The most common misconception is the belief that "if the relative humidity is low, condensation will not occur". Set T=22 °C and RH=40 percent in this tool and the dew point reads about 8 °C. The air looks dry, but as soon as a window sash chilled by winter weather drops below 8 °C, condensation begins anyway. What matters is not the relative humidity, but the gap between the dew point and the surface temperature. Make a habit of reading the dew-point card first.
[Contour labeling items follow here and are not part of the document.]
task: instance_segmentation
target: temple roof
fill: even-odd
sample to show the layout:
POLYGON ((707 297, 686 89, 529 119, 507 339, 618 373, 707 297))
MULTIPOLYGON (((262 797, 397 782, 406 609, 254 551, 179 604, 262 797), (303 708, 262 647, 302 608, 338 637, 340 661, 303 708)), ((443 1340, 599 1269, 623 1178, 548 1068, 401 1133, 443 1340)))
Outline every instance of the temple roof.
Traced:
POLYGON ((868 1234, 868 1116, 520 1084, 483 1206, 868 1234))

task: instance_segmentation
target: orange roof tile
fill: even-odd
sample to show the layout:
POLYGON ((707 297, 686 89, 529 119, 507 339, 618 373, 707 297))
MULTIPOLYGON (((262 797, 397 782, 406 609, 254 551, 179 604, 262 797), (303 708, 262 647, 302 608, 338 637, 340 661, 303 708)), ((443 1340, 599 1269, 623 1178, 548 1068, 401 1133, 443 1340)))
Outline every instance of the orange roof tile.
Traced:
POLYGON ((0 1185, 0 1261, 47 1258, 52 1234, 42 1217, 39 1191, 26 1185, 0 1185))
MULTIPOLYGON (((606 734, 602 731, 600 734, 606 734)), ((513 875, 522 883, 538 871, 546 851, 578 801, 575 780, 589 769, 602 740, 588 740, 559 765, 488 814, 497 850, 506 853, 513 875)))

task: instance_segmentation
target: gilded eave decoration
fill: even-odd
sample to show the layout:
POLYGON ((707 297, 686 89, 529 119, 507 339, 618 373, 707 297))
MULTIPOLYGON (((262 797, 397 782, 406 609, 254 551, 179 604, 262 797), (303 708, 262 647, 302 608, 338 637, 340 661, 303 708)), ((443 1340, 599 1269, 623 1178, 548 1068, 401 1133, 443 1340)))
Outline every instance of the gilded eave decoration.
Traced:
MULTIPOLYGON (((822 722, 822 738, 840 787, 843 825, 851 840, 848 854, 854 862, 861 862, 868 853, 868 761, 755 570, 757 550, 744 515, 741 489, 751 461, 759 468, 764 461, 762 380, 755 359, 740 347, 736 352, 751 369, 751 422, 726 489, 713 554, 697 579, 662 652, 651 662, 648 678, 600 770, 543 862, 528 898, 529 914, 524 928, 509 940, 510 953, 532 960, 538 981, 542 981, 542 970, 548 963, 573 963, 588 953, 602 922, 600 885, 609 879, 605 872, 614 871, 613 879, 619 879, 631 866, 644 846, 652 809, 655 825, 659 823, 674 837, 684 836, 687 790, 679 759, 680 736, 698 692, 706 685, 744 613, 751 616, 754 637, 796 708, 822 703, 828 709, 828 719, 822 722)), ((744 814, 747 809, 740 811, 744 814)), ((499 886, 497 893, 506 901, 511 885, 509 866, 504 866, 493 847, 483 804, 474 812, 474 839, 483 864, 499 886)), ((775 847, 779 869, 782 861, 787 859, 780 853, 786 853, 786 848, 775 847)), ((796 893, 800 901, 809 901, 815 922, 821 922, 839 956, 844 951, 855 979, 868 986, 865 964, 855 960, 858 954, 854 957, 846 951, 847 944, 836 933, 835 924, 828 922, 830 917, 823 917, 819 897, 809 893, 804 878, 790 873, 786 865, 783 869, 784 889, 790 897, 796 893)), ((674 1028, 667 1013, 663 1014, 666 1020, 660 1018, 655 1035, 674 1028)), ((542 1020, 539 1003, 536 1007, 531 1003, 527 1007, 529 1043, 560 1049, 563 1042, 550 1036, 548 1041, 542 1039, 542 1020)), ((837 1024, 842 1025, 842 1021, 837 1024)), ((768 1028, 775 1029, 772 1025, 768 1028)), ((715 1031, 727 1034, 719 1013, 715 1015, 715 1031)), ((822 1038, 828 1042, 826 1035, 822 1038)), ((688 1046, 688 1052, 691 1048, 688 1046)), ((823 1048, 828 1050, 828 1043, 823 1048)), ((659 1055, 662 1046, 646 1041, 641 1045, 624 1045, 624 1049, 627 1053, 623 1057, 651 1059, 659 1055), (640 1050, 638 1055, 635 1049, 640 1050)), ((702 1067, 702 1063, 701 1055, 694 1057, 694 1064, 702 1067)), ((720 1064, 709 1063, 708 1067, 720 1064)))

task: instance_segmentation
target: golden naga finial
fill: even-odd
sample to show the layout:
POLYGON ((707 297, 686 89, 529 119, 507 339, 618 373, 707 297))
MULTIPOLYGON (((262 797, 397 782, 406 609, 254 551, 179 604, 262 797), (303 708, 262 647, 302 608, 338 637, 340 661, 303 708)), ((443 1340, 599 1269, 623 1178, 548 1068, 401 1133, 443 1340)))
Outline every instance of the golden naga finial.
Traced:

Next is the misunderstanding that "raising the temperature lowers the humidity, so the room feels comfortable". The RH slider does fall, but look at the humidity-ratio card w in this tool — it does not change. The actual water content of the air is the same; the dryness your skin feels depends on how fast moisture evaporates from your breath and skin, which is governed by the humidity ratio. Winter heating dries the throat and skin because w stays low. Judge the need for humidification from w, not from RH.

Finally, do not assume "the Magnus formula is universal". The over-water coefficients used here are accurate from minus 40 to plus 50 degrees Celsius, but extremely low temperatures (saturation over ice), high-pressure steam above 150 °C, and the salinity effect of seawater require different models. For everyday-scale HVAC, buildings, agriculture and weather it is amply practical, but for fuel cells, steam turbines, spacesuits and other special environments use the strict IAPWS-IF97 model.